Part of the cerebellum with Purkinje cells shown in magenta, connections between neurons (synapses) shown in green and supporting cells known as glia shown in red. Image credit: Emily Bowie (CC BY 4.0)
Many mammalian cells have a single hair-like structure, known as the primary cilium that projects away from the surface of the cell. This small projection from the membrane regulates many signaling pathways, particularly during embryonic development. However, most of the neurons in the adult brain also have primary cilia, and it is not yet understood what the role of the primary cilium has in maintaining most adult tissues.
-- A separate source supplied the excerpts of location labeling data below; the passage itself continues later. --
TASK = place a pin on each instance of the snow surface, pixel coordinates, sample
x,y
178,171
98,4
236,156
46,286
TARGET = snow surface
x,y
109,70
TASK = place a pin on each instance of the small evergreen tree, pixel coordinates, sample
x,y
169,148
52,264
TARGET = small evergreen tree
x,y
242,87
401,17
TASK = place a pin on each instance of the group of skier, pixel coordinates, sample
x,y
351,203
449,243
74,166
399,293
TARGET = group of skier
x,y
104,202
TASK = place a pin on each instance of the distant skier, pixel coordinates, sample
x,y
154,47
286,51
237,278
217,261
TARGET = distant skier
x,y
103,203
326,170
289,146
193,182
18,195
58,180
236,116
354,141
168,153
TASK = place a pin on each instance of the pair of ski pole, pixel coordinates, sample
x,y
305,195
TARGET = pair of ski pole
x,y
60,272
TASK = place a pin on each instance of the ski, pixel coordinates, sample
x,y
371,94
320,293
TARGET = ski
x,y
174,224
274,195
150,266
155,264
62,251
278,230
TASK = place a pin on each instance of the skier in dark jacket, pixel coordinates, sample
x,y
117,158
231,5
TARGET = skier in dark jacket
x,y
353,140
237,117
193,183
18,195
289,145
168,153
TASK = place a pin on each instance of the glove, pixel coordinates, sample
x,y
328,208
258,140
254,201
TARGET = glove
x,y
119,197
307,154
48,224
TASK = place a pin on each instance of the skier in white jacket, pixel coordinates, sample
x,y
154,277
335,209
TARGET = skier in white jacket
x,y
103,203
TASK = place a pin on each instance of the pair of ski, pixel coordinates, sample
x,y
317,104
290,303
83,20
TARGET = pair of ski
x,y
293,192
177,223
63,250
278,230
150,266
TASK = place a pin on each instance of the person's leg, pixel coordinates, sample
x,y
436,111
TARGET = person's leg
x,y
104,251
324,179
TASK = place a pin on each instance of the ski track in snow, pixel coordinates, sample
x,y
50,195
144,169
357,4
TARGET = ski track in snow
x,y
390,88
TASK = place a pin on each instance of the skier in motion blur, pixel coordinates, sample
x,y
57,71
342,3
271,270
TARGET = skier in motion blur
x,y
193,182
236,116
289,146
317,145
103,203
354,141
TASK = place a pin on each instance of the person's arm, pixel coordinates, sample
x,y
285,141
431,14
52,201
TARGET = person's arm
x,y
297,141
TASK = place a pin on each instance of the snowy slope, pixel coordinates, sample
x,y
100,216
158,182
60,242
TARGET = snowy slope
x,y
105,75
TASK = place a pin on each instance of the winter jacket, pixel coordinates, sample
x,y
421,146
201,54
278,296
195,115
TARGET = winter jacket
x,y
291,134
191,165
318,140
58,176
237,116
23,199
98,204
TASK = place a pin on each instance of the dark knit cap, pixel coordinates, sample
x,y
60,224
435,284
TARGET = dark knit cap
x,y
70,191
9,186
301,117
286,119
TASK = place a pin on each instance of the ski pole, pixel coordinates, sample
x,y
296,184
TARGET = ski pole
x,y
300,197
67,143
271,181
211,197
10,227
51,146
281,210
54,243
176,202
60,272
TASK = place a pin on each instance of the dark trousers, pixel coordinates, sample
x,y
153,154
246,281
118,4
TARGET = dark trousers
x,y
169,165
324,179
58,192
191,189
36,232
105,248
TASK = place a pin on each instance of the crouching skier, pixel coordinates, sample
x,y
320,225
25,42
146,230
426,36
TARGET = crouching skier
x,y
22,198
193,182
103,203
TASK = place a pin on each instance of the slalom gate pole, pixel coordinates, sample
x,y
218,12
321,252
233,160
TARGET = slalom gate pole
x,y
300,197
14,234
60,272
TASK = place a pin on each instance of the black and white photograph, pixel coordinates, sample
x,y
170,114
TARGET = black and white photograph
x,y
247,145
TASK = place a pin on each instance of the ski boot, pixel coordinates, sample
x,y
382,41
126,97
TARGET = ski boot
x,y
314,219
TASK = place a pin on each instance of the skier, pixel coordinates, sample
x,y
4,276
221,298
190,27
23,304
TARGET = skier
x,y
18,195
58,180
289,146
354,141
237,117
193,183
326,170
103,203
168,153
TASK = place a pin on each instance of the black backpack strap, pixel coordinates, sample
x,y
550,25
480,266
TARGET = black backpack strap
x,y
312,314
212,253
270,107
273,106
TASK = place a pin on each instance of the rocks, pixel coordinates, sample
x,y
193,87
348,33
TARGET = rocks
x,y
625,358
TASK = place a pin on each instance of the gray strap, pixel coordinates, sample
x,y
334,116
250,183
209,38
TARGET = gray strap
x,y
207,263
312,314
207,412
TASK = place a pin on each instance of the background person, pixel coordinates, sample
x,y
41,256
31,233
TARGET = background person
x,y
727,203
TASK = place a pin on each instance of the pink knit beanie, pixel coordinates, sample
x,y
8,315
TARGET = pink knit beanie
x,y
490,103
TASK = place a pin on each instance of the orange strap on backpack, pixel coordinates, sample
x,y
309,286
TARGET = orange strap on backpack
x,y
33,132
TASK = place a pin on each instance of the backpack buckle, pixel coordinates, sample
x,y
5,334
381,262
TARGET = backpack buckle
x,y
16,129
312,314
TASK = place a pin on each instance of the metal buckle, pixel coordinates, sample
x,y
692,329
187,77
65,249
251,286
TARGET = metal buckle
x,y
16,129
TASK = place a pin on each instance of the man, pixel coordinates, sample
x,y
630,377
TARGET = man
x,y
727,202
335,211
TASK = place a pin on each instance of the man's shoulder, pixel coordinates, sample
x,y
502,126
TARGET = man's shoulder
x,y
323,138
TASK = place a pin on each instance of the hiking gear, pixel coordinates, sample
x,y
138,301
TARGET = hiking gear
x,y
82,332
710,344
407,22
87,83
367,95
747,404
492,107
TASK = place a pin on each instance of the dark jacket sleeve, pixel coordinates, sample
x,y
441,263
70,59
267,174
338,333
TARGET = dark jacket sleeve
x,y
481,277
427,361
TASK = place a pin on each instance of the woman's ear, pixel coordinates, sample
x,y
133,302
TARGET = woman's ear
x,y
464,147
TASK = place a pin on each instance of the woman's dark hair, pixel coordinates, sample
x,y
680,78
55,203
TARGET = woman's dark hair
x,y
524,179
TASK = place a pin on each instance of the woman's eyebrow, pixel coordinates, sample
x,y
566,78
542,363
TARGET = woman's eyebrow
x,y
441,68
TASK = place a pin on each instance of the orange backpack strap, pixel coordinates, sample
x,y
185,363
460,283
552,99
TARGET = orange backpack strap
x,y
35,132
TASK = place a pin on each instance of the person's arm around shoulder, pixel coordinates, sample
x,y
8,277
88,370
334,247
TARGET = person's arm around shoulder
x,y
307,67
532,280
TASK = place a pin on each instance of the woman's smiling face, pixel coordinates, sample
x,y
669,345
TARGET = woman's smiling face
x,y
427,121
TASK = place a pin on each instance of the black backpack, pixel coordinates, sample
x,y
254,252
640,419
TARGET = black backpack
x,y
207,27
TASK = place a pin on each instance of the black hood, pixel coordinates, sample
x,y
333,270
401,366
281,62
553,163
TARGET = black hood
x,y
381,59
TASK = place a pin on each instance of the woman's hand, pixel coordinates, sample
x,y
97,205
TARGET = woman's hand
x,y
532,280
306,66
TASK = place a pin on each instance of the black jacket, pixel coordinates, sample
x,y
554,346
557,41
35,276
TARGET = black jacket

The primary cilium needs the protein TTBK2 to assemble, and mutations in the gene that codes for this protein cause a neurodegenerative disorder that first appears in adulthood known as spinocerebral ataxia type 11 (SCA11). People with this disease have a movement disorder caused by the loss of neurons called Purkinje cells in the cerebellum. In 2018, researchers showed that mutated versions of TTBK2 associated with SCA11 interfere with the role of normal TTBK2 in assembling the cilium. But it was unclear whether primary cilia are required for the survival of Purkinje cells in the cerebellum.
Now, Bowie and Goetz (who are two of the researchers that conducted the 2018 study) have found that deleting the gene that codes for TTBK2 in the brain of adult mice leads to the loss of cilia, followed by impaired movement. Additionally, the connections between Purkinje cells and other neurons are lost, and Purkinje cells eventually degenerate and die. If the cilia are removed using a different mechanism, the results are the same, showing for the first time that primary cilia are important to keep Purkinje cells alive and connected to other neurons.
These results shed light on the roles of primary cilia within adult tissues, and provide insight into the mechanisms underlying SCA11, a neurodegenerative disease for which no treatment currently exists. In the future, it will be important to extend the results of this study to other types of neurons affected in different neurodegenerative conditions. Ultimately, this line of research could lead to uncovering the causes of certain neurodegenerative disorders and provide new paths to treatment.